Nevertheless, we weren’t thinking about aborting; we didn’t want to get this close to landing on the moon and have to turn back; we were intent on fulfilling our mission. On the other hand, the alarm was ominous. If the 1202 alarm meant an overflow of data in the computer, we might not be able to rely on the very computer we needed to land on the moon. Either the computer’s programs were incapable of managing all the landing data coming in to it at once, or perhaps there was a hardware problem caused by all the jostling around since wed left Earth four days ago. Maybe something inside the computer had broken, just as might happen to a home computer. In any case, we had no time to fix it. The potential for disaster was twofold: first, maybe the computer could not give us the accurate information we needed to land; or, second, if in fact we succeeded in landing, the computer’s malfunction could prevent us from blasting off the moon and making our rendezvous with Mike the next day. The demands on the computer then would be even greater.
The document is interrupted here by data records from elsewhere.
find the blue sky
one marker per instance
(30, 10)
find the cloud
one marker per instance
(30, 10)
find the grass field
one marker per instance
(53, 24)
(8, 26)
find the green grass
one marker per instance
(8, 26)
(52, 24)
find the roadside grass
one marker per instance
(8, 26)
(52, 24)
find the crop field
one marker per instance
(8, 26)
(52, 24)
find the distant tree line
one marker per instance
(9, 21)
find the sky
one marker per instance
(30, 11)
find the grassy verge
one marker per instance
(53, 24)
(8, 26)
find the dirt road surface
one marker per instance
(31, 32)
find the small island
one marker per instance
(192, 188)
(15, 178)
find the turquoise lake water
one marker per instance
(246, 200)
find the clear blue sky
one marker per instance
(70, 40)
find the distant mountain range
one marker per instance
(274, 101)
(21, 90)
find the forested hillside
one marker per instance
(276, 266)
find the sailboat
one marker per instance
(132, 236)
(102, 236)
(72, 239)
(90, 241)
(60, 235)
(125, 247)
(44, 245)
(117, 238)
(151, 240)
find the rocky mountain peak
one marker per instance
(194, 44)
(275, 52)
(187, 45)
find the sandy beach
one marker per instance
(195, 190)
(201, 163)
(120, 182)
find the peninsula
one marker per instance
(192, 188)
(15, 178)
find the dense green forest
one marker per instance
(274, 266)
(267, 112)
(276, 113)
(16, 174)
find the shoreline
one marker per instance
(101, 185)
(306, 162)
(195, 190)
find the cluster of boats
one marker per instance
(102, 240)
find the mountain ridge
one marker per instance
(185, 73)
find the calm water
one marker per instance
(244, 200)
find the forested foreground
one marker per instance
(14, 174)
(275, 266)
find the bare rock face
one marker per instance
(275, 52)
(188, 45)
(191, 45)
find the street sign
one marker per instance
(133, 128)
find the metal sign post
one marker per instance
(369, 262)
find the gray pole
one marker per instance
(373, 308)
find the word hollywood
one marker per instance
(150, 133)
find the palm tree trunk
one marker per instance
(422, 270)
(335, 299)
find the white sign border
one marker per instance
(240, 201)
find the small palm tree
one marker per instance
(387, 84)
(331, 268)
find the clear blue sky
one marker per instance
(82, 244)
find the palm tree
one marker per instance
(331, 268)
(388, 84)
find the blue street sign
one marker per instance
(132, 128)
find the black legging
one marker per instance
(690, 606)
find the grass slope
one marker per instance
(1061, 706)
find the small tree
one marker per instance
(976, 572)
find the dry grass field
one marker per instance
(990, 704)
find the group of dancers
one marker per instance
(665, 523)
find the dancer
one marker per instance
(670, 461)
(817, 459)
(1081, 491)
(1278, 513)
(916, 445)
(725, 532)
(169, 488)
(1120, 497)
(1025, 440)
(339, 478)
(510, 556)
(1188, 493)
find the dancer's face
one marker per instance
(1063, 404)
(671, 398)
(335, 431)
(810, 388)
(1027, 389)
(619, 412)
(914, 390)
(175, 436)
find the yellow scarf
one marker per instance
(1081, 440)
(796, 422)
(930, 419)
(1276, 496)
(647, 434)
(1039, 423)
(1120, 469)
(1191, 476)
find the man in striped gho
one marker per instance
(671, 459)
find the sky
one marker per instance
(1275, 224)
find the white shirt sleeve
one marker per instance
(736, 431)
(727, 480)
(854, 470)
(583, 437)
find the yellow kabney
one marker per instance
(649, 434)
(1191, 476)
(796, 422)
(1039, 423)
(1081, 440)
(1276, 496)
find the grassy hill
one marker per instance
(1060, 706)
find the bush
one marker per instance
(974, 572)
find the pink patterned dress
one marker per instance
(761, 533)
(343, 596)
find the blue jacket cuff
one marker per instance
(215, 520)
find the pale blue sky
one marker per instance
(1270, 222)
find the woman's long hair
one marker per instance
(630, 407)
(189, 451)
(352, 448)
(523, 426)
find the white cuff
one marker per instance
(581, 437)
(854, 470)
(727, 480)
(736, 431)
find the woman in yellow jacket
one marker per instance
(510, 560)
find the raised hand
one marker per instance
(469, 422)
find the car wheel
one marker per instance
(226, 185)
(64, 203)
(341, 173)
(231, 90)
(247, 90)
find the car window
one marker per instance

While we grappled silently with these possibilities, we continued descending toward the moon pushing through 27,000 feet. The large red ABORT STAGE button on the panel loomed large in front of us. If either Neil or I hit the button, the Eagle would instantly blast back up toward Columbia, and America’s attempt to land on the moon would be dubbed a failure.

“Roger,” Charlie’s voice broke through the static into our headsets. “We’ve got you … we’re go on that alarm.” Even from 250,000 miles away, I could hear the stress in Charlie’s voice. Yet for some reason the experts at Mission Control judged the computer problem an “acceptable risk,” whatever that meant. There was no time to discuss the situation, or to remedy it; we could only trust that Mission Control had our best interests at heart and would guide us in the right decisions. Of the hundreds and hundreds of people who had helped get us here, nobody wanted to abort the mission. Yet at the same time we knew that Mission Control would not jeopardize our lives unnecessarily. Two nights before we launched, NASA’s top administrator, Tom Paine, had eaten dinner with Neil, Mike, and me in the crew quarters. “If you have to abort,” he said, “I’ll see that you fly the next moon landing flight. Just don’t get killed.”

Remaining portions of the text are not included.